- The paper presents a digital CIM architecture featuring a two-phase RCW mechanism that minimizes weight update latency and reduces energy costs.
- It introduces a WS-OCS dataflow that cuts external DRAM access by 51.6% and internal weight updates by 87.6%, enabling efficient scaling for LLMs.
- The design incorporates nonlinear operator fusion for FP16 softmax and RMSNorm, achieving up to a 69.17% reduction in decoding latency.
RCW-CIM: Architectural Innovations for CIM-based LLM Acceleration
Overview and Motivation
The rapid growth of LLMs in both parameter count and operational complexity has aggravated memory bandwidth and weight update bottlenecks in traditional accelerator architectures. Digital compute-in-memory (DCIM) is increasingly leveraged to mitigate data movement demands, preserve precision, and support on-chip high-throughput computation. Despite these advances, existing CIM-based solutions often neglect the impact of weight update latency and global nonlinear function dependencies, both of which can be pronounced for LLM workloads, given weight sizes that far exceed a single CIM macro’s storage capacity. The RCW-CIM architecture addresses these limitations through a suite of hardware and dataflow innovations expressly tailored for LLM execution.
Architectural Contributions
RCW-CIM features a tightly integrated system comprised of eight CIM clusters—each with four energy-efficient digital SRAM-based CIM cores, 64 KB input buffers, and partial sum storage—coordinated via a novel weight-stationary output-column-stationary (WS-OCS) scheduling unit. The macro supports FP16 precision for nonlinear operations and dual-mode INT4/INT8 computing. Each CIM bank executes 32 MAC operations in parallel, enabling scalable throughput.
Read-Compute/Write (RCW) Operation: The architecture introduces a two-phase RCW mechanism at the CIM macro level. Phase one concurrently reads and latches weights into the adder tree; phase two executes parallel MAC operations while simultaneously updating the weights. By keeping the wordline active throughout both phases, the overhead from frequent weight update cycles is effectively overlapped and amortized with computation, reducing overall latency and associated precharge energy costs.
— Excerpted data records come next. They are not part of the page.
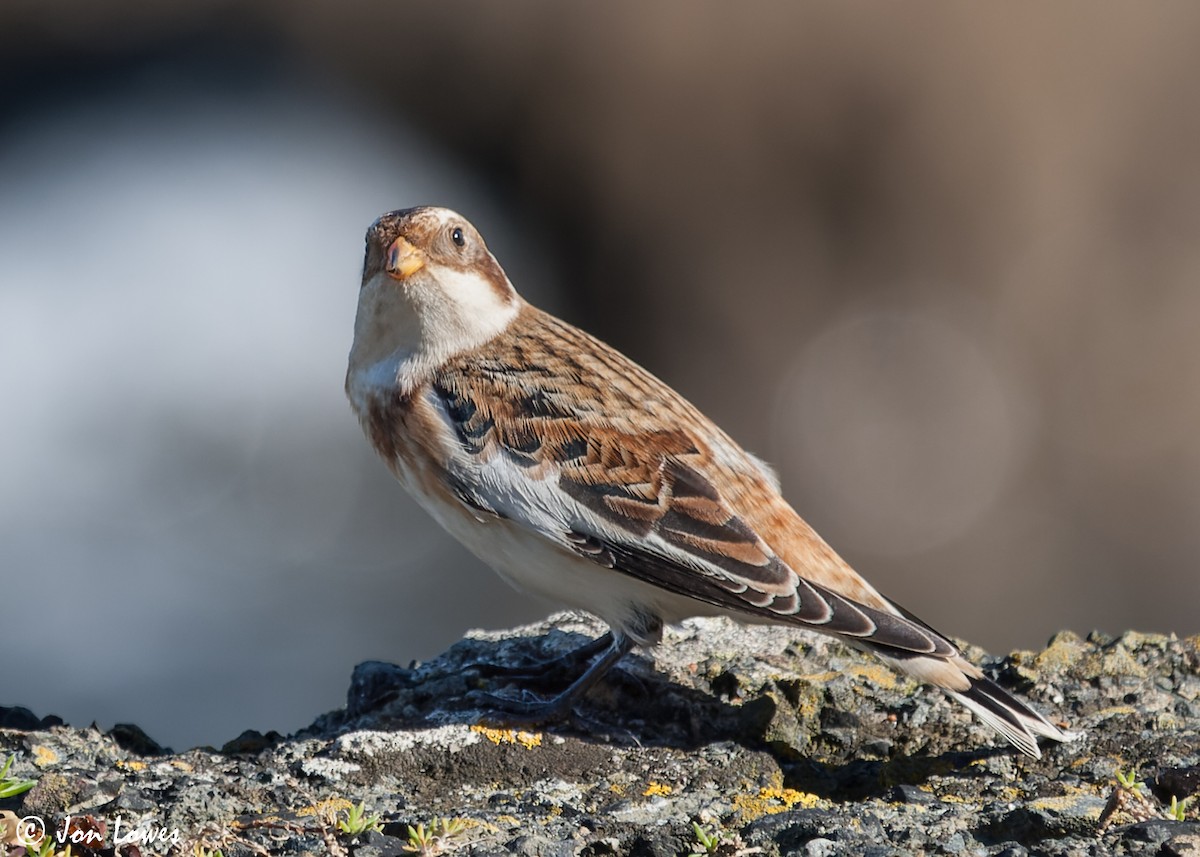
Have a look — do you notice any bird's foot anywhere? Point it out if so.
[467,634,634,726]
[463,631,612,699]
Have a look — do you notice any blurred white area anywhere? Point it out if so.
[0,68,541,749]
[772,304,1033,557]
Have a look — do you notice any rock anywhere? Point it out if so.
[0,613,1200,857]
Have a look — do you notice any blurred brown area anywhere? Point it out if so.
[0,0,1200,651]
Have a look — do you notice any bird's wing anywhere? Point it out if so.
[431,361,958,658]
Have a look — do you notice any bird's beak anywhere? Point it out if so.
[385,235,425,280]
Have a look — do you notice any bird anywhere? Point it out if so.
[346,206,1068,757]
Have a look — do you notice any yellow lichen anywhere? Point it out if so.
[733,785,821,822]
[296,797,354,816]
[470,725,541,750]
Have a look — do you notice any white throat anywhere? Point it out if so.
[346,268,522,413]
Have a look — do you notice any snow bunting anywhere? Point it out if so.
[346,208,1067,756]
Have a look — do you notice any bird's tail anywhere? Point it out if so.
[866,643,1070,759]
[946,677,1068,759]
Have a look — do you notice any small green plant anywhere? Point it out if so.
[0,756,37,799]
[337,801,380,837]
[1166,795,1192,821]
[404,819,467,856]
[688,821,721,857]
[1117,768,1146,795]
[25,835,71,857]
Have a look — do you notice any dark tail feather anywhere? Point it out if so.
[947,678,1069,759]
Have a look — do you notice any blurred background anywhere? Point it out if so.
[0,0,1200,749]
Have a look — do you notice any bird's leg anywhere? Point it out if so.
[468,633,636,726]
[463,631,612,687]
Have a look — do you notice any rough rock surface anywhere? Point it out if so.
[0,613,1200,857]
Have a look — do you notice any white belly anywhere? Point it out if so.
[414,472,726,643]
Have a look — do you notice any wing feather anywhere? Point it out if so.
[431,324,958,658]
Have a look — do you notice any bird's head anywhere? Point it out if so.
[347,206,521,396]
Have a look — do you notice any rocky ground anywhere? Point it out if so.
[0,613,1200,857]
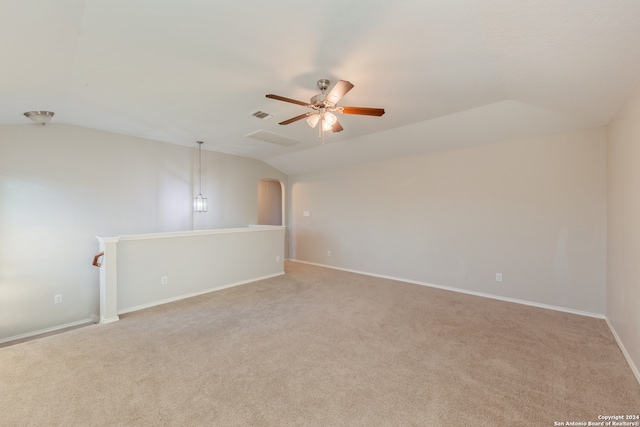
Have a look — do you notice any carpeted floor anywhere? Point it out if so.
[0,263,640,427]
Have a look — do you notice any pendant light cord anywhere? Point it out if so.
[198,141,202,194]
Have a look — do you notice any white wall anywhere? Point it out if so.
[107,226,284,315]
[289,128,606,314]
[607,79,640,381]
[0,124,287,341]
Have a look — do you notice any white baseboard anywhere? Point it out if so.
[289,259,640,383]
[289,259,605,319]
[0,319,93,344]
[117,272,285,316]
[604,317,640,384]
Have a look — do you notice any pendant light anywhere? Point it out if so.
[193,141,207,212]
[24,111,54,126]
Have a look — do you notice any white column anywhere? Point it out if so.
[98,237,120,324]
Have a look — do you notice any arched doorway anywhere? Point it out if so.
[258,178,284,225]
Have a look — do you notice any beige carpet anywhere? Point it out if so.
[0,263,640,426]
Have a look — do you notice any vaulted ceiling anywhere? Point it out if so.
[0,0,640,174]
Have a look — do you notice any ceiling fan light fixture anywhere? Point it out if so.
[307,114,320,128]
[324,113,338,126]
[24,111,54,126]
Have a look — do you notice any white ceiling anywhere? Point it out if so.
[0,0,640,174]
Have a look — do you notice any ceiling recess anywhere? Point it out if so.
[245,129,300,147]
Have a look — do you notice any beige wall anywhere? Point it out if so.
[0,124,287,341]
[289,128,606,314]
[607,82,640,381]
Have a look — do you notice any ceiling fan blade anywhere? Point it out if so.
[279,111,315,125]
[325,80,353,104]
[336,107,384,117]
[267,93,309,107]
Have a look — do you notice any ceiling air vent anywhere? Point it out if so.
[253,111,273,120]
[245,129,300,147]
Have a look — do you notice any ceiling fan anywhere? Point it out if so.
[267,79,384,135]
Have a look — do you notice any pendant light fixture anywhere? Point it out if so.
[24,111,54,126]
[193,141,207,212]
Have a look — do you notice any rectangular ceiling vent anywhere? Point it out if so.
[253,111,273,120]
[245,129,300,147]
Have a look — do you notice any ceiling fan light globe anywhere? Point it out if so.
[307,114,320,128]
[324,113,338,126]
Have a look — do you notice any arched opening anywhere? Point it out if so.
[258,178,284,225]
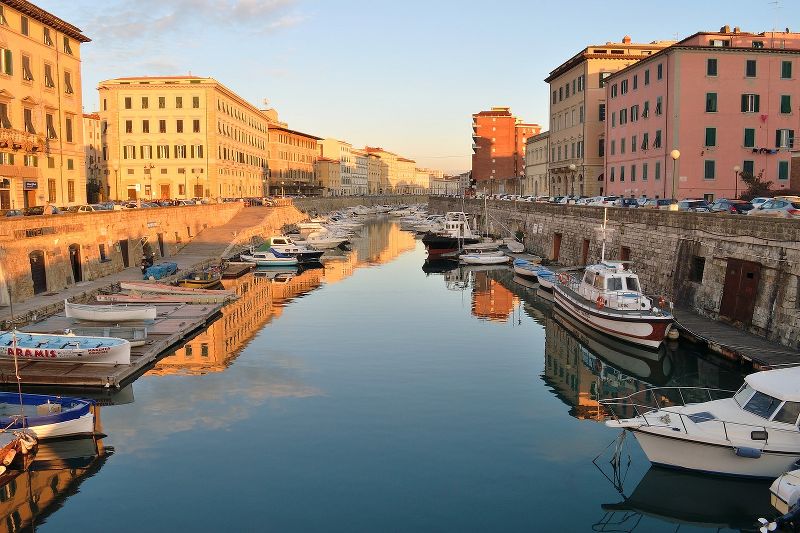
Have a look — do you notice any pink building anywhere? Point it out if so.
[604,26,800,199]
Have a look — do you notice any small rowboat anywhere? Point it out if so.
[64,300,157,322]
[0,331,131,365]
[119,281,236,296]
[0,392,94,440]
[95,291,236,305]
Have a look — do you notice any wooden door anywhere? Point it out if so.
[719,258,761,326]
[28,250,47,294]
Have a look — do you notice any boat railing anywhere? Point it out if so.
[599,386,797,444]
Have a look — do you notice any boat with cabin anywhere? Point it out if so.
[0,331,131,365]
[600,366,800,479]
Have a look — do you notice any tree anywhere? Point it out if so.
[739,171,772,200]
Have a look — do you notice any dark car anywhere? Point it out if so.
[711,198,753,215]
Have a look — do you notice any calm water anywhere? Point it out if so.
[0,220,770,532]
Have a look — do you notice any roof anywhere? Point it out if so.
[2,0,91,43]
[744,366,800,402]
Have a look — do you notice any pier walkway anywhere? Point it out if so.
[673,308,800,369]
[0,207,275,324]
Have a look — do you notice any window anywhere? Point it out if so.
[706,93,717,113]
[0,48,14,76]
[781,94,792,115]
[703,159,717,180]
[778,161,789,180]
[742,94,760,113]
[744,59,756,78]
[45,113,58,140]
[744,128,756,148]
[705,128,717,146]
[22,55,33,81]
[781,61,792,80]
[775,129,794,148]
[44,63,56,89]
[22,107,36,134]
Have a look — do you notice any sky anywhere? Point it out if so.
[33,0,800,173]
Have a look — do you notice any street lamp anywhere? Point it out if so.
[669,148,681,207]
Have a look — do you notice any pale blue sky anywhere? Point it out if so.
[40,0,800,172]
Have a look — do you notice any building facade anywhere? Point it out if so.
[472,107,541,194]
[522,131,550,196]
[98,76,268,200]
[605,27,800,200]
[548,36,673,196]
[0,0,89,209]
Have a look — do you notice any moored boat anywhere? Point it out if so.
[0,331,131,365]
[600,366,800,479]
[0,392,95,439]
[64,300,157,322]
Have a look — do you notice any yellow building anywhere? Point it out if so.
[314,157,343,196]
[0,0,90,209]
[98,76,269,200]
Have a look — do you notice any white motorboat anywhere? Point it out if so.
[64,300,157,322]
[553,261,673,348]
[600,366,800,479]
[0,331,131,365]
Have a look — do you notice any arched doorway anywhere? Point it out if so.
[28,250,47,294]
[69,244,83,283]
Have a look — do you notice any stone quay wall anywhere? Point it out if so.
[292,195,428,214]
[0,202,244,305]
[429,197,800,348]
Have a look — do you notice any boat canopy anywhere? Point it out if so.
[744,366,800,402]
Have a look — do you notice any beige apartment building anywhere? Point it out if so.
[0,0,90,209]
[98,76,269,200]
[82,113,103,204]
[544,35,674,196]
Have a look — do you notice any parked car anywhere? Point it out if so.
[747,198,800,218]
[711,198,753,215]
[614,197,639,208]
[642,198,678,209]
[678,200,711,213]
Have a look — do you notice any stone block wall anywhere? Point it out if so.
[430,197,800,347]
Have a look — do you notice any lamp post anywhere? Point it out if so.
[669,148,681,205]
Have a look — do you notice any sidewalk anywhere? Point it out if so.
[0,207,282,329]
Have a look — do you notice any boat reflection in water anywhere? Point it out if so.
[593,467,775,531]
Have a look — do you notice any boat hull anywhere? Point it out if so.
[553,284,672,348]
[631,427,800,479]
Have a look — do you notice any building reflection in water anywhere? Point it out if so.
[148,216,415,375]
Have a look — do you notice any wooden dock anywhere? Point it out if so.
[673,308,800,370]
[0,304,222,388]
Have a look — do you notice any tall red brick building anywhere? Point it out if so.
[472,107,542,194]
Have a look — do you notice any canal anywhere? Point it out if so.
[0,219,770,532]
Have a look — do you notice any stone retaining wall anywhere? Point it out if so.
[430,197,800,347]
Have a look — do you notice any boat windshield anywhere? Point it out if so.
[744,391,781,420]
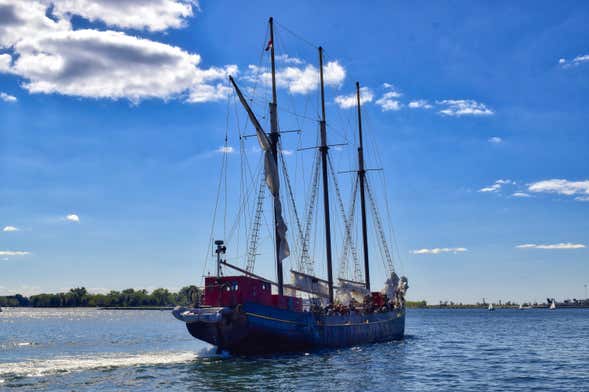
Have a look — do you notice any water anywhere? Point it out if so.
[0,309,589,391]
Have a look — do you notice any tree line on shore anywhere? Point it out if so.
[0,286,200,307]
[0,286,428,308]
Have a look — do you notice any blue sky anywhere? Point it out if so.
[0,0,589,302]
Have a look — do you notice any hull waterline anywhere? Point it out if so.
[173,304,405,354]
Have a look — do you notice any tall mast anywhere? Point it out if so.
[268,17,284,295]
[356,82,370,291]
[319,46,333,303]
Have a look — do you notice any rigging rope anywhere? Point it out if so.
[245,171,266,272]
[328,157,360,279]
[301,151,320,275]
[366,178,395,275]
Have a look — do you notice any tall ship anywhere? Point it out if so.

Dataflow: WS-OCS Optimization
Traditional dataflows like input-stationary output-stationary (IS-OS) and weight-stationary output-stationary (WS-OS) are ill-suited for CIM architectures due to their numerous, often redundant, weight update operations, which are exacerbated at LLM scales. The proposed WS-OCS dataflow maps weight blocks column-wise to minimize weight buffer turnover. Intermediate partial sums are efficiently accumulated per-column and stored locally, thus reducing writebacks and avoiding unnecessary DRAM accesses.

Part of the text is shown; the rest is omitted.